Opera for the Young (Madison, WI)


        Man and woman on stage, singing, with large harp to the left.

Orpheus's Harp encourages him to use his magical voice to help save the environment in Opera for the Young's production of Orpheus Returns. Photo courtesy of Opera for the Young.

With only four singers and one pianist, Opera for the Young (OFY) has brought professional, specially adapted opera productions to elementary school audiences since 1970, reaching more than 90,000 students each year. OFY's performances, however, are only one part of its effort to interest students in opera. Months before OFY begins its tour, students submit costume and set design drawings, and OFY selects its favorite ideas and incorporates them into the final set and costume designs. In addition to the performance, schools have the option of participating in an "Opera by Design" residency, led by OFY's production designer.

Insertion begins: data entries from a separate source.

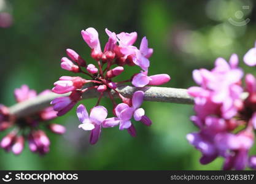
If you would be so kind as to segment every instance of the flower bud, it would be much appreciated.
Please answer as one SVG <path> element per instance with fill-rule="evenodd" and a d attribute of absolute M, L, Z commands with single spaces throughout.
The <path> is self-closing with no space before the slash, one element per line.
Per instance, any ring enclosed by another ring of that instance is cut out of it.
<path fill-rule="evenodd" d="M 107 72 L 107 77 L 109 79 L 113 78 L 122 74 L 123 71 L 123 67 L 122 66 L 117 66 Z"/>

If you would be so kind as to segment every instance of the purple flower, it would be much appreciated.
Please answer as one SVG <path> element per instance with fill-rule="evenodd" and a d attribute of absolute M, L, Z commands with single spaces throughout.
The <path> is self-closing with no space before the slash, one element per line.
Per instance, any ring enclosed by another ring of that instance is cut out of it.
<path fill-rule="evenodd" d="M 209 109 L 215 109 L 212 108 L 215 107 L 220 109 L 222 115 L 227 119 L 237 113 L 236 102 L 240 101 L 242 92 L 242 88 L 238 83 L 243 75 L 241 69 L 237 68 L 238 63 L 238 58 L 233 55 L 230 64 L 224 59 L 219 58 L 216 59 L 215 67 L 212 71 L 201 69 L 193 72 L 195 81 L 201 85 L 201 88 L 192 87 L 188 90 L 188 94 L 195 98 L 195 109 L 197 105 L 203 105 L 206 107 L 208 104 L 209 107 L 202 109 L 204 113 L 208 114 Z M 218 104 L 220 106 L 218 107 Z"/>
<path fill-rule="evenodd" d="M 143 37 L 139 46 L 139 52 L 136 52 L 136 56 L 133 58 L 133 62 L 140 66 L 142 69 L 147 71 L 149 67 L 149 58 L 153 54 L 153 48 L 148 48 L 148 41 L 147 38 Z"/>
<path fill-rule="evenodd" d="M 27 85 L 23 85 L 20 88 L 17 88 L 14 90 L 14 96 L 16 101 L 20 102 L 35 98 L 36 92 L 35 90 L 29 90 Z"/>
<path fill-rule="evenodd" d="M 201 131 L 199 133 L 190 133 L 187 135 L 189 143 L 202 153 L 200 163 L 207 164 L 218 156 L 218 150 L 214 145 L 212 135 Z"/>
<path fill-rule="evenodd" d="M 81 31 L 82 36 L 88 45 L 95 51 L 101 52 L 99 34 L 95 28 L 89 28 Z"/>
<path fill-rule="evenodd" d="M 66 57 L 61 58 L 61 63 L 60 64 L 61 68 L 64 70 L 77 73 L 79 72 L 79 67 L 74 64 L 73 63 Z"/>
<path fill-rule="evenodd" d="M 83 59 L 82 58 L 81 56 L 80 56 L 79 54 L 77 53 L 75 51 L 72 49 L 68 48 L 66 50 L 66 52 L 67 55 L 71 59 L 71 60 L 77 63 L 79 66 L 82 67 L 87 66 L 85 61 L 83 60 Z"/>
<path fill-rule="evenodd" d="M 225 140 L 229 154 L 226 156 L 223 169 L 244 169 L 248 162 L 249 150 L 254 144 L 253 133 L 246 130 L 236 135 L 231 134 Z"/>
<path fill-rule="evenodd" d="M 119 45 L 125 47 L 133 45 L 137 39 L 137 33 L 131 33 L 122 32 L 117 35 Z"/>
<path fill-rule="evenodd" d="M 145 115 L 145 110 L 142 108 L 139 108 L 143 102 L 144 95 L 144 93 L 142 91 L 136 91 L 133 96 L 131 107 L 125 103 L 118 104 L 115 108 L 117 119 L 113 119 L 115 123 L 109 121 L 108 123 L 111 123 L 113 126 L 114 125 L 115 126 L 119 123 L 120 130 L 128 129 L 132 125 L 131 119 L 133 116 L 135 121 L 140 121 L 147 126 L 151 125 L 152 121 Z M 119 122 L 117 120 L 119 120 Z M 105 125 L 107 126 L 107 124 L 105 123 Z"/>
<path fill-rule="evenodd" d="M 87 67 L 86 69 L 87 71 L 91 74 L 95 74 L 98 73 L 98 68 L 95 67 L 95 66 L 93 64 L 89 64 L 87 66 Z"/>
<path fill-rule="evenodd" d="M 77 109 L 77 117 L 82 123 L 79 126 L 85 131 L 91 131 L 90 143 L 95 144 L 98 142 L 101 131 L 101 125 L 107 116 L 107 110 L 103 106 L 96 106 L 90 112 L 90 117 L 85 107 L 80 104 Z"/>
<path fill-rule="evenodd" d="M 53 105 L 53 110 L 58 112 L 58 116 L 62 116 L 69 112 L 81 99 L 82 92 L 74 91 L 69 96 L 58 97 L 51 102 Z"/>
<path fill-rule="evenodd" d="M 256 169 L 256 156 L 252 156 L 249 159 L 249 166 L 252 169 Z"/>
<path fill-rule="evenodd" d="M 107 28 L 106 28 L 105 31 L 109 36 L 109 38 L 108 42 L 105 45 L 104 52 L 107 51 L 114 52 L 114 49 L 115 48 L 115 45 L 117 45 L 117 35 L 114 32 L 111 32 Z"/>
<path fill-rule="evenodd" d="M 136 74 L 131 82 L 132 84 L 138 88 L 149 85 L 161 85 L 168 82 L 171 80 L 168 74 L 157 74 L 147 76 L 147 72 L 142 72 Z"/>
<path fill-rule="evenodd" d="M 63 76 L 54 83 L 55 86 L 52 91 L 58 94 L 66 93 L 81 89 L 85 83 L 86 80 L 79 77 Z"/>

OFY developed the opera Orpheus Returns (or The Case of the Underworld Zoo) during their 1993- 94 season and chose to revive it for their 2006-07 tour. They received an NEA Access to Artistic Excellence grant of $10,000 to support this tour in approximately 170 elementary schools across Illinois, Iowa, Michigan, Minnesota, and Wisconsin.

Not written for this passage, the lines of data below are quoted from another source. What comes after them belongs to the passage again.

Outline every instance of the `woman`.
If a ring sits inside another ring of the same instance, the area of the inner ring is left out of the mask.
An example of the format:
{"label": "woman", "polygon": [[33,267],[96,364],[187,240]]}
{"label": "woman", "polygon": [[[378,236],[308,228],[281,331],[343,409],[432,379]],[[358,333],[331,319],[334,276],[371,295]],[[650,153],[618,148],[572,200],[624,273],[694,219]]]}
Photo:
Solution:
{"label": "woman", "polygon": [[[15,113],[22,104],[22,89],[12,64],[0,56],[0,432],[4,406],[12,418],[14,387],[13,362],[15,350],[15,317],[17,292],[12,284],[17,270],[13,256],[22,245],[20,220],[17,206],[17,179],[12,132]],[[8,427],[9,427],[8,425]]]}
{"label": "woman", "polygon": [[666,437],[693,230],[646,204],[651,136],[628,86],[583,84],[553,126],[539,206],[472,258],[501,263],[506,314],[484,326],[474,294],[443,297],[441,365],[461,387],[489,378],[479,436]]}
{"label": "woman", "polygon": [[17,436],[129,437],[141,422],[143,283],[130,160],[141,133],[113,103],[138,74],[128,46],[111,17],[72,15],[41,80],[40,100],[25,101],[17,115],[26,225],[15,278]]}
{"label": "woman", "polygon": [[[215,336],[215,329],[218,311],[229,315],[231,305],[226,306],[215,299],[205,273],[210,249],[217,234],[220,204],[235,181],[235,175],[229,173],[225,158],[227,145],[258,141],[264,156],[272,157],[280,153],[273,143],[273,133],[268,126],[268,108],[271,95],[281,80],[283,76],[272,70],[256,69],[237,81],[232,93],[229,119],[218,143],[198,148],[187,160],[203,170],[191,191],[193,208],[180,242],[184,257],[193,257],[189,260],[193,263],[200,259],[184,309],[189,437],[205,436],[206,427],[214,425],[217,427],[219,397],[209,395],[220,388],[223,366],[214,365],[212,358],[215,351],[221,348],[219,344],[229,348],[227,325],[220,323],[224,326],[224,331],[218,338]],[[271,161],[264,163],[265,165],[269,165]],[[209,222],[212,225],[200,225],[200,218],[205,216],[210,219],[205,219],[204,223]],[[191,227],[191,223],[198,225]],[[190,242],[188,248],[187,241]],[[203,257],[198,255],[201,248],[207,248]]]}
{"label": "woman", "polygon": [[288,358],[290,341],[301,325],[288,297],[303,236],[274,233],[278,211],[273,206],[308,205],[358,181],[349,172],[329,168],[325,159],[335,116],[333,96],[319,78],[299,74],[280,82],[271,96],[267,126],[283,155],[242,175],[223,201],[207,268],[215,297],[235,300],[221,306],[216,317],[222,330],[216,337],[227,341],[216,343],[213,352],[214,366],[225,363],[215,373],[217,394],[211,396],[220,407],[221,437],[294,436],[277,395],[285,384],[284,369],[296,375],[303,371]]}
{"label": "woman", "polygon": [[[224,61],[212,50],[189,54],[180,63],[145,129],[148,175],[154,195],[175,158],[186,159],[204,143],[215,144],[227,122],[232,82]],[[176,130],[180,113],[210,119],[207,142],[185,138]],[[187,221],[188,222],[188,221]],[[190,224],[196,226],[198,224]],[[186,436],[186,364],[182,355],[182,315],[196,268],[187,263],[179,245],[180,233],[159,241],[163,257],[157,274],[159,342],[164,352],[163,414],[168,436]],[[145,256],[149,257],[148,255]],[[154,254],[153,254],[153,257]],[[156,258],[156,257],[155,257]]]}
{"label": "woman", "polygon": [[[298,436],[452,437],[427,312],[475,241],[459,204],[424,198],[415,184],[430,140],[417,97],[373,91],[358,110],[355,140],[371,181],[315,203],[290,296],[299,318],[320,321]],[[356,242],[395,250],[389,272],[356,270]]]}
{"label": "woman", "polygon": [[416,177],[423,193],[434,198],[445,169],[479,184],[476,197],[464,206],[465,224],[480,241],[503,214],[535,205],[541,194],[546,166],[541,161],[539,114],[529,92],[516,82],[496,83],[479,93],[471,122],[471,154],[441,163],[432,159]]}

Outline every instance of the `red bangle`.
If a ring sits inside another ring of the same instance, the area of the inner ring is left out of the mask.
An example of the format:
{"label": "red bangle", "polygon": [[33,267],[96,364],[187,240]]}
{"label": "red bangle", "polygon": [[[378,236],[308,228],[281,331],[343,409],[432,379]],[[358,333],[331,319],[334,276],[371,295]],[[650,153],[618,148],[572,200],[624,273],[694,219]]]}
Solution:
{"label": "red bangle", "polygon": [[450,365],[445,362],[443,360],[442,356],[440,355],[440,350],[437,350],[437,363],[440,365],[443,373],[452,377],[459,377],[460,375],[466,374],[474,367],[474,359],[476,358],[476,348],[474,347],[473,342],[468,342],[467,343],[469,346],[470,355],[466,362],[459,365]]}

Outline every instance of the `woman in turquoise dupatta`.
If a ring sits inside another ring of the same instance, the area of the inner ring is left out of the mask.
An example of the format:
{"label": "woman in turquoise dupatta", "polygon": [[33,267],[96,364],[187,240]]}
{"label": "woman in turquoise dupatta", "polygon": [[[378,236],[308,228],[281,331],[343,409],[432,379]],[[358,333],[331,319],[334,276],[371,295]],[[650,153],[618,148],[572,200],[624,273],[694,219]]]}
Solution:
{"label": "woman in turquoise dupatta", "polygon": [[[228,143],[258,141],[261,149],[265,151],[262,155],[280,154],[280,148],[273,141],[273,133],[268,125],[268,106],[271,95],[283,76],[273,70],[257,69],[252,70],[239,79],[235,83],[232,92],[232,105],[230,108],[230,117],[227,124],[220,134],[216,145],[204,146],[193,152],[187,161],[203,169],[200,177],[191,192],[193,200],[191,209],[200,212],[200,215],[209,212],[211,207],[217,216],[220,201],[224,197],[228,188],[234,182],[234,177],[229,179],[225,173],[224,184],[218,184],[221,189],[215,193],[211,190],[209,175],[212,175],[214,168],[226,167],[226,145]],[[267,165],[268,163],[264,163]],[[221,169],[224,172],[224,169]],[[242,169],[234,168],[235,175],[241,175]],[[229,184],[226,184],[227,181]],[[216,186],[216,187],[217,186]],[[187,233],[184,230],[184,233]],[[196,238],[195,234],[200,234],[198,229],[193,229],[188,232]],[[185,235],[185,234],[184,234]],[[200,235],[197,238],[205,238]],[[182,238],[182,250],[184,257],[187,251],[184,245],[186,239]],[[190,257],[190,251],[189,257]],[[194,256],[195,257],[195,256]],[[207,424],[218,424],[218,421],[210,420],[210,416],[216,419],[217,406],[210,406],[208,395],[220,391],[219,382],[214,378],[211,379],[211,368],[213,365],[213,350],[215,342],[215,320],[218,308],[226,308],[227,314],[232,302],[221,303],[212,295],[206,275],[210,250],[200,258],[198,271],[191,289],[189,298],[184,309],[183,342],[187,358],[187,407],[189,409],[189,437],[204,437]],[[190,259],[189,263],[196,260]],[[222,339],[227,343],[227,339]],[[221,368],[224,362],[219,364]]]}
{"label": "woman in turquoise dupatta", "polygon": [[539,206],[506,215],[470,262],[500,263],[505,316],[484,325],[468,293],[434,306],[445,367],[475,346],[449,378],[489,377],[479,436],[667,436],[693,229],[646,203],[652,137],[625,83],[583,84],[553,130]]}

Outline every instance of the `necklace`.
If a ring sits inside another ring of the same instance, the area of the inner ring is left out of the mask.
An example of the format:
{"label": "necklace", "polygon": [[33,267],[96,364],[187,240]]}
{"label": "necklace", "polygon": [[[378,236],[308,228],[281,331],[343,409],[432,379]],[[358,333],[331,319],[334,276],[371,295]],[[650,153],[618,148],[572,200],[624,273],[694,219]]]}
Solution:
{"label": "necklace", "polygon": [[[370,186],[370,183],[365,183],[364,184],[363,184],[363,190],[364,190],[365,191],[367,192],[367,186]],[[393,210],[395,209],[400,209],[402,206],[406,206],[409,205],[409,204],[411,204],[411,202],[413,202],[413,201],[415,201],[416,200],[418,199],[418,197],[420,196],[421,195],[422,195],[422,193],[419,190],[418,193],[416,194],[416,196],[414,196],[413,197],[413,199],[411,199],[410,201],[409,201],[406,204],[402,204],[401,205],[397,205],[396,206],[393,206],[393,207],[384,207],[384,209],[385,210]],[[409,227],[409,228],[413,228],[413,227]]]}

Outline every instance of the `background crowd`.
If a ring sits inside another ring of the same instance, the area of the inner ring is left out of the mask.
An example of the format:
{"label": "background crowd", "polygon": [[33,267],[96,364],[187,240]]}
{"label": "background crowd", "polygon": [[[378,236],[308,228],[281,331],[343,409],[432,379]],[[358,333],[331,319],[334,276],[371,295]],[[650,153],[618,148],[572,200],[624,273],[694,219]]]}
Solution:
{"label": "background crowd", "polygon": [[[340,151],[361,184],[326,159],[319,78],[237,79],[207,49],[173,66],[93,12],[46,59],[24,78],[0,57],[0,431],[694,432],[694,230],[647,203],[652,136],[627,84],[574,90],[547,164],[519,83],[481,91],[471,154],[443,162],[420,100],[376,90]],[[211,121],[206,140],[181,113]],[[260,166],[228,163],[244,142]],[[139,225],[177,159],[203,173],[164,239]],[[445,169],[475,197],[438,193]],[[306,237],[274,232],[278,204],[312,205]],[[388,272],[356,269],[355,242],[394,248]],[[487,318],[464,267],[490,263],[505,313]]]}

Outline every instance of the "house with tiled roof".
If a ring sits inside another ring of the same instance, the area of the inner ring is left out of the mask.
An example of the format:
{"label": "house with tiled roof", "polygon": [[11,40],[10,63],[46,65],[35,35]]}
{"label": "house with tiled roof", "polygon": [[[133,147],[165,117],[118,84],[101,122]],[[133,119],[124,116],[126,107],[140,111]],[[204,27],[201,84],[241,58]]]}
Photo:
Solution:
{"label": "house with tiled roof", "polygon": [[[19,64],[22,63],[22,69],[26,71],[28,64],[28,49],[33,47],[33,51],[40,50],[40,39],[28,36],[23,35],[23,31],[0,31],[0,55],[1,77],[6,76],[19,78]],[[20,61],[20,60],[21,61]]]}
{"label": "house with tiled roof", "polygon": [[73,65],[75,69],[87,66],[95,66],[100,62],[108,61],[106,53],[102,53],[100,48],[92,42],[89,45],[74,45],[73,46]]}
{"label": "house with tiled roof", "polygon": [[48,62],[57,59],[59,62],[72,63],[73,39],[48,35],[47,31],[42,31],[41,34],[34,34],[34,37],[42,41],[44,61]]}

Adapted from the Greek myth, Orpheus Returns emphasizes the power of music and the importance of caring for endangered animals and the environment. One of OFY's unique practices is the integration of the students into the performances.

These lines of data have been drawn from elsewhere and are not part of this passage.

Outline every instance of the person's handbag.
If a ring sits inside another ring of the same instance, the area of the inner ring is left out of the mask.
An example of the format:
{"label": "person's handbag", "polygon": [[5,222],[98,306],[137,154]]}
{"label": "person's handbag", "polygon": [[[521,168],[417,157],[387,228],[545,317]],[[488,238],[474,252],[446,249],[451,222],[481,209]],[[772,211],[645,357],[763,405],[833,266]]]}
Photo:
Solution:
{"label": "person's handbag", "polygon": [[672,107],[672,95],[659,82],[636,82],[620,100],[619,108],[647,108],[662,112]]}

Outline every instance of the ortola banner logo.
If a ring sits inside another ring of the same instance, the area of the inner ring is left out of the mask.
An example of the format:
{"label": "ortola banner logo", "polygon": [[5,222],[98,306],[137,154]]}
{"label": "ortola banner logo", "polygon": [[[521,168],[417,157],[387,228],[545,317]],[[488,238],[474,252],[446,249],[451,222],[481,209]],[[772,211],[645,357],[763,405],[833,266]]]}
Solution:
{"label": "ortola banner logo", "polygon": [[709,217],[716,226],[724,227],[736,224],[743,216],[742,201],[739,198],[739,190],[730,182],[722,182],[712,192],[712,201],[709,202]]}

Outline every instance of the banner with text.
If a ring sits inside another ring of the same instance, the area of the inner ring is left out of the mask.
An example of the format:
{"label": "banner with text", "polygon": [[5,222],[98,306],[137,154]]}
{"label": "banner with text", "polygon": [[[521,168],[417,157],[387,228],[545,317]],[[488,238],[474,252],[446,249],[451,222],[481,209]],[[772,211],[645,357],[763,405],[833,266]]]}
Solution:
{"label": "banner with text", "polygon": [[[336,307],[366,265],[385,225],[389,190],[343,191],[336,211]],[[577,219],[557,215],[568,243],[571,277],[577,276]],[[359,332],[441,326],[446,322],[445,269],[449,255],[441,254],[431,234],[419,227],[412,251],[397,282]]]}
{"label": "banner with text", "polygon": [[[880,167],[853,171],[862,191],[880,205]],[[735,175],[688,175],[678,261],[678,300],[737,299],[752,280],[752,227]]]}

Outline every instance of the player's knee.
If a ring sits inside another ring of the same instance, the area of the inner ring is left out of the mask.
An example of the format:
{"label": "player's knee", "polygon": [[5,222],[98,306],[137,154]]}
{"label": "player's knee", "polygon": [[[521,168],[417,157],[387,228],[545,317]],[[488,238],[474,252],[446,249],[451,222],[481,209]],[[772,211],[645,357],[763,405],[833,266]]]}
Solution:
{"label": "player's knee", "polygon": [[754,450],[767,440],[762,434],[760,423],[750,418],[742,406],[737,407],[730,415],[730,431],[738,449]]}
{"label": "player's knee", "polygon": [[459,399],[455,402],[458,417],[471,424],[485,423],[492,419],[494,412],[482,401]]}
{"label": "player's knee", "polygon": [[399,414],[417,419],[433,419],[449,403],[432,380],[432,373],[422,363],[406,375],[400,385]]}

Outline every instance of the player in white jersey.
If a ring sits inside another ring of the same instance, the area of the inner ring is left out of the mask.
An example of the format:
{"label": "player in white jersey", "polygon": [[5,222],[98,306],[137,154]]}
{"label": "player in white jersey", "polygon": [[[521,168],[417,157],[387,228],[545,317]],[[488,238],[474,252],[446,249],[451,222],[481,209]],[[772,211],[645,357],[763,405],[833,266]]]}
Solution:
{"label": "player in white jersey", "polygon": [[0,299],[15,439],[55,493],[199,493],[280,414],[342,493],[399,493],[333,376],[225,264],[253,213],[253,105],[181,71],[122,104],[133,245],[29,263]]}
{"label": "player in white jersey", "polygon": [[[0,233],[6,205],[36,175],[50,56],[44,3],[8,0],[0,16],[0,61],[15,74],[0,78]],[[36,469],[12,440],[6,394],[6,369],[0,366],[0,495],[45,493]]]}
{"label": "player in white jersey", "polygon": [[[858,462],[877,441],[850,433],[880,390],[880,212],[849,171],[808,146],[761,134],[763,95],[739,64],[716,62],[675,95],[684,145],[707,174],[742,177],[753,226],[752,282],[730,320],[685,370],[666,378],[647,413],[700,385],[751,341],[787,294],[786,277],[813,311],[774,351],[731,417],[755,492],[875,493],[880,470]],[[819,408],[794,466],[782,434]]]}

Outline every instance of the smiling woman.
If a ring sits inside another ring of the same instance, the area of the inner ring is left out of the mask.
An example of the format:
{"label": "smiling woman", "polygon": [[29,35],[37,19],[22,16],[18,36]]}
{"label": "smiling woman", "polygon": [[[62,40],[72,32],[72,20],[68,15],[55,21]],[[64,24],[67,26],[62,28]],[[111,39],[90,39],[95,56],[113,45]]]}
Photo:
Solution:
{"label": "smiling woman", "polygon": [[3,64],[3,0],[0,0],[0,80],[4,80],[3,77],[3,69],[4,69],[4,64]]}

All schools that book an OFY performance receive teaching materials for music classes--this allows the students to learn the chorus parts. For Orpheus Returns, a group of students at each school joined the singers on stage by playing the endangered animals.

The success of OFY's performances is due to its focus on collaboration and participation; by learning the chorus music, submitting design ideas, and interacting with the artists, students become much more engaged and involved in the production, and therefore, in the world of opera.